29 de jan. de 2010

MAIS UMA ESPERANÇA

Boa Noite!




Um grupo de pesquisadores da Universidade de Stanford (USA) divulga a obtenção de neurônios a partir de células da pele que são relativamente comuns, segundo notícia veiculada pela Folha nesta data. O fato é saudado com alegria por todos que necessitam de tratamentos neurológicos e também por aqueles que denunciam os perigos ocultos aos pacientes que se submetem aos experimentos com células-tronco embrionárias.

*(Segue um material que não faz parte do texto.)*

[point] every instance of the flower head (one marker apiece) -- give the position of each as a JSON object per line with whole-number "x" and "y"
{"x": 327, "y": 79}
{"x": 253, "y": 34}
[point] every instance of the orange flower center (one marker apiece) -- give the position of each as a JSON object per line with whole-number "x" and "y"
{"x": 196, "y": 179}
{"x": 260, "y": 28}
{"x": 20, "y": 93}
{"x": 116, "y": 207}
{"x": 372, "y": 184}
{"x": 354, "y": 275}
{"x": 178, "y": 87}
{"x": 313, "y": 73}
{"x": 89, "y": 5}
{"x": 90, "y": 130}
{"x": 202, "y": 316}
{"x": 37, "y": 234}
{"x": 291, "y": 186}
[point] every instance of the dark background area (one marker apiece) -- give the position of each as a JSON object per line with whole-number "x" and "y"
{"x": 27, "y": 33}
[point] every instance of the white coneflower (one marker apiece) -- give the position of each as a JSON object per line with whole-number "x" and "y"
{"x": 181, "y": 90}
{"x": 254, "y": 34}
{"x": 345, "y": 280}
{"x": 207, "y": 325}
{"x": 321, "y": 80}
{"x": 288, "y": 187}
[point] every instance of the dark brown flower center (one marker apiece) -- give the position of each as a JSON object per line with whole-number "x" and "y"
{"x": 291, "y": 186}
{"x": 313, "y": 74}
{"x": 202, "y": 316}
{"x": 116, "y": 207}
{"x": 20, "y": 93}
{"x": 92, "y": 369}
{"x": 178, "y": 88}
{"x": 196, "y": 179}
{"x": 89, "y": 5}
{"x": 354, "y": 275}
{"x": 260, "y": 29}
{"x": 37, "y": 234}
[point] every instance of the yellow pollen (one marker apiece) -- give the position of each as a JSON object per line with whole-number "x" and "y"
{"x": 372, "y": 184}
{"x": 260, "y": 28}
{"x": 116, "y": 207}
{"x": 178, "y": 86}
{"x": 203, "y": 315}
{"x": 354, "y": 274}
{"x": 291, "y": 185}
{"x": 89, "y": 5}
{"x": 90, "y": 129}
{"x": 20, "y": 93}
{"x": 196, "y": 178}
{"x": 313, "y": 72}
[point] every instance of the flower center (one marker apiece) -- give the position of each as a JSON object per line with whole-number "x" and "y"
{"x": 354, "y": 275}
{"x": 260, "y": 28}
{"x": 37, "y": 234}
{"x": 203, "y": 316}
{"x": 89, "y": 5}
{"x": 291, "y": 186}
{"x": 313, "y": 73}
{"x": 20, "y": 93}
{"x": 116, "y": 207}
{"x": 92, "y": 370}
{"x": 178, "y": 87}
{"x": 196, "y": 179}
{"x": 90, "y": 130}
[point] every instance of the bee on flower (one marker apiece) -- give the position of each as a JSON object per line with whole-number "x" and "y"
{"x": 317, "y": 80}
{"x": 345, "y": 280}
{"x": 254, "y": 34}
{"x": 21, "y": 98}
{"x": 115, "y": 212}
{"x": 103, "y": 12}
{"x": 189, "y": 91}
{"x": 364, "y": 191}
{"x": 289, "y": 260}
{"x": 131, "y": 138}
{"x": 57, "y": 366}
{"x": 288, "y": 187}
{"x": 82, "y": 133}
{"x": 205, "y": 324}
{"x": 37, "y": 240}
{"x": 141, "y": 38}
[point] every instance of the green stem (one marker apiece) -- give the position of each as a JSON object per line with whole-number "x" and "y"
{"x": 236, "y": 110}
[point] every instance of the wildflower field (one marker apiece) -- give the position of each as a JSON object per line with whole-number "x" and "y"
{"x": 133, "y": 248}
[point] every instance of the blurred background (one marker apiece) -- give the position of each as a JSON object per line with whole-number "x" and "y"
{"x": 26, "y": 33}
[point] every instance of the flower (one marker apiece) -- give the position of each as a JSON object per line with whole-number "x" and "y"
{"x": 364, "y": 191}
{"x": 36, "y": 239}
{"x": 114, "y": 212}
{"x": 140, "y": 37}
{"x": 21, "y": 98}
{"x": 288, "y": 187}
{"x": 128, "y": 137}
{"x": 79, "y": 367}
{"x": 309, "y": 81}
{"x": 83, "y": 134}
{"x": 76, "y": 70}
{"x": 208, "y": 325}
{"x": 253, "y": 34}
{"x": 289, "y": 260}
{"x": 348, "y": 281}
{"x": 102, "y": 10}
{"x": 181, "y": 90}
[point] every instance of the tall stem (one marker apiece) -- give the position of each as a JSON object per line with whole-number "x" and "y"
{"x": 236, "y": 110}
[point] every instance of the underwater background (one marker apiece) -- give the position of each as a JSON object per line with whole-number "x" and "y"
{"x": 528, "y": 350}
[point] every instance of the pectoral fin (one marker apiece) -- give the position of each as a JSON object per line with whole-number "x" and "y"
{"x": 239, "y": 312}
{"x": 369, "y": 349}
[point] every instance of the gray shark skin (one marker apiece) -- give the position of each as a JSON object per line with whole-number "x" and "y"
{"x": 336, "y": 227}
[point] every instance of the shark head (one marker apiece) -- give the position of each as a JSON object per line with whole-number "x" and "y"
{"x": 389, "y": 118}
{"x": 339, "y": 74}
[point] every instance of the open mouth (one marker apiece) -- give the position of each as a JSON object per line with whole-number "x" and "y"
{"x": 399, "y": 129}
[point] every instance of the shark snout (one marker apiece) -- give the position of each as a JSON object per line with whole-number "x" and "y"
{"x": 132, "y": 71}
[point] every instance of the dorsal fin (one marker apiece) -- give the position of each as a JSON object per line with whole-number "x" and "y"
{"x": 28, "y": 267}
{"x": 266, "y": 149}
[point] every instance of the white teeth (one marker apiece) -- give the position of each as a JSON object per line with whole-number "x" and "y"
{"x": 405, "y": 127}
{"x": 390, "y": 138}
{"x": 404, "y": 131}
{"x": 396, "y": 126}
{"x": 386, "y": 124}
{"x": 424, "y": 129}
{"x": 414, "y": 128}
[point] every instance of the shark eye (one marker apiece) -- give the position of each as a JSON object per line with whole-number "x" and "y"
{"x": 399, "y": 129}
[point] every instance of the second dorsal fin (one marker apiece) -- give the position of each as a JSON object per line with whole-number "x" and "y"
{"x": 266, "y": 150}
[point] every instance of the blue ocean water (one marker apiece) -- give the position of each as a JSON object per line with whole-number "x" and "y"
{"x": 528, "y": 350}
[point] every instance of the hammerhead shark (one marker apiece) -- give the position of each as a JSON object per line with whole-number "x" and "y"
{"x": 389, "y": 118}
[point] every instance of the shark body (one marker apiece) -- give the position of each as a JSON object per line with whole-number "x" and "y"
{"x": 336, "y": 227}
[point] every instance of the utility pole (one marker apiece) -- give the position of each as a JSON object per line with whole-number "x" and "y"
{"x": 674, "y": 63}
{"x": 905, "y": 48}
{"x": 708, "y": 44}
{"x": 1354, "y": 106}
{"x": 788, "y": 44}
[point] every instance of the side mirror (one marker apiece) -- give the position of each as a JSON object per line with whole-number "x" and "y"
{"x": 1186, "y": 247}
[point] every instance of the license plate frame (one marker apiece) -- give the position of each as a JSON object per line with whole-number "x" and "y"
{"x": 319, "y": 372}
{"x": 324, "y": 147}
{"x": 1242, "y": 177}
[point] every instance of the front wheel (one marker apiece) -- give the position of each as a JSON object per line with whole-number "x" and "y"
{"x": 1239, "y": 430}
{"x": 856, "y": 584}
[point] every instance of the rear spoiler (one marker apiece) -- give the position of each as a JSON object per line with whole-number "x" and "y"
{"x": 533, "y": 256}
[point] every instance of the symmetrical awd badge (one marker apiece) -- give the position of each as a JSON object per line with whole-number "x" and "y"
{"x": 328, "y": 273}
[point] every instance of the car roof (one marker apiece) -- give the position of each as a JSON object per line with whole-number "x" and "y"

Além de moralmente condenável, o uso e descarte de embriões se contitui num verdadeiro extermínio que a cada dia se comprova, também, ser desnecessário. Os tecidos que são alterados a partir do uso de células-tronco desenvolvem um maior risco de formação de tumores, segundo os mesmos pesquisadores.

Por isso, a notícia também significa uma melhor expectativa para os pacientes que forem assim tratados ao reduzirem os riscos de uma futura detecção e formação de tumores.

Existem alternativas ao massacre dos embriões. Mas elas tem sido sistematicamente ocultadas da população pela grande mídia, ou pelos pesquisadores que poderiam explicá-las e levá-las ao conhecimento dos doentes. A pergunta que retorna sempre é: por que?

Se tecidos que passaram pelo estágio de células-tronco possuem risco elevado de tumoração, e consequentemente de uma futura malignidade que levaria tais pacientes a tratamentos quimioterápicos e maior risco de morte, por que não se incentiva e divulga estes experimentos alternativos? Se eles chegam a resultados de menor exposição para os pacientes, por que não merecem as verbas governamentais?

Sabe-se que as drogas destinadas aos tratamentos quimioterápicos ou radioterápicos são altamente onerosas para os sistemas de saúde e desde há muito figuram entre as mais lucrativas para a poderosa indústria farmcêutica.

Também é comum o tratamento à base de drogas contra os tumores. Mas, será que estas questões possuem ligações que não conhecemos?

Perguntas e dúvidas sobre as quais apenas recebemos o silêncio como resposta.

Ao menos resta-nos o consolo de continuarmos a receber, escondidas num canto de um jornal que ainda é independente e livre, boas notícias para aquelas vítimas silenciosas dos interesses desconhecidos: os embriões humanos. Uma pequena esperança sempre se torna grande no coração daqueles que amam seus semelhantes.